Professor Julie Turnock

Mon, 1:00PM - 4:50PM

While the title of this course is “Historiography of Cinema,” it is designed to help you research and incorporate issues of moving image culture more broadly into your research agendas. Cinema studies provides the longest and most thorough discourse on moving image culture, and therefore this course introduces methodology and theory beneficial to students working on topics in television, video art, advertising, social media, digital media-making, and more. The aim of this class is to introduce and train students in research methods and approaches in moving image studies and discuss how the long tradition of cinematic scholarly discourse can impact research in other areas of media and various periods of technological emergence. The course is one of the two required courses for the Graduate Film Minor. 

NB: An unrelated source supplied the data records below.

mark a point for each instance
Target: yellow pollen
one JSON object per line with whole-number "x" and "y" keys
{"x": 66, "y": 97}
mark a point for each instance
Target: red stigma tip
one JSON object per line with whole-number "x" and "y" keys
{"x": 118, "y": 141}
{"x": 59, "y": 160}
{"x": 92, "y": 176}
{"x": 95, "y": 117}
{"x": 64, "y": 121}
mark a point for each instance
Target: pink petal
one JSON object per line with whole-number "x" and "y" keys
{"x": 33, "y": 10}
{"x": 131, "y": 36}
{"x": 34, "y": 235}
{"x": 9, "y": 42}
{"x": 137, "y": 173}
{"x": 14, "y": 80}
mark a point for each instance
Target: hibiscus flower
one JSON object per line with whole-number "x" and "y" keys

The course is divided into three major sections; an introductory section and two case studies around sound and melodrama. The first three weeks, we will be discussing general historiographic topics and texts, with short assignments to orient you to the field. The next several weeks will concentrate on key historical texts in the history of sound and especially the emergence of sound technology in the late 1920s and early 1930s. In the final section, we will discuss the historiographic emergence of melodrama as a field of academic inquiry. These texts will model various approaches to historical research, and just as importantly, the priority given to different kinds of evidence and the interpretation of that evidence.  There will be a screening (usually about 90min-2h) of a film appropriate to the following week’s reading. There will also be some screenings outside of class, but not every week.